Alfred Russel Wallace, sang ilmuwan pengelana bergembira saat kapalnya merapat di Sulawesi. Informasi yang didapat tentang banyaknya satwa dan tumbuhan di pulau ini menggugahnya untuk menyaksikan langsung keberadaannya. Untuk pertama kali ia melihat babi rusa di hutan Likupang Minahasa pada tahun 1860. Ia mampu mendekomentasikan visual hewan endemik Sulawesi ini, gambaran Piso tentang hewan ini kemudian disempurnakan setelah 200 tahun. Piso menggambarkan babi rusa sebagai hewan yang memiliki taring melengkung di depan matanya, tubuhnya langsing seukuran anjing kampung besar atau seekor rusa, bulunya seperti anjing pemburu yang berwarna keabu-abuan, hewan ini memiliki mulut dan kepala seperti babi pada umumnya dengan mata dan telinga mungil.

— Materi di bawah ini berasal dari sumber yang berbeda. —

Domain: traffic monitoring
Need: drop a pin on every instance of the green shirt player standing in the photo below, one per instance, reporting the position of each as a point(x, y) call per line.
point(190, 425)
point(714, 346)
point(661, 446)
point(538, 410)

Kuku dan kakinya mirip rusa, dengan ekor yang bergelung melingkar seperti spiral. Babi rusa ini digambarkan sebagai hewan liar yang berasal dari zaman purba.

Hewan Endemik Sulawesi, Babi Rusa
Rekaan tubuh yang berbekal sebuah tengkorak Babi rusa Piso ini menggelitik Lynn Marion Clayton, Doktor Eko-Biologi Babi rusa dari Oxford University, Inggris. Wanita ramah yang menghabiskan waktu 21 tahun di hutan Nantu, kawsaan gunung Boliyohuto ini mengtakan ekor Babi rusa tidak melingkar seperti spiral, melainkan lurus. Buku Babi rusa karya Piso merupakan rujukan tertua yang pernah ditemukan di Eropa. Buku ini ada di Leiden dan terkenal di Belanda dan juga Eropa. Hewan langka ini sejak dulu sudah menjadi daya tarik bagi peneliti dan ilmuwan Eropa, keunikan bentuk tubuhnya merupakan hal yang menarik. Sama seperti Anoa, Babi rusa merupakan satwa endemik yang tinggal di Sulawesi, daerah peralihan antara pengaruhi Asia dan Australia. Studi yang dilakukan oleh ilmuwan Indonesia tentang satwa ini relatif sedikit, justru yang paling banyak berasal dari hasil kerja bertahun-tahun Dr Lynn Clayton, dan banyak ilmuwan negeri ini yang merujuk hasil penelitiannya.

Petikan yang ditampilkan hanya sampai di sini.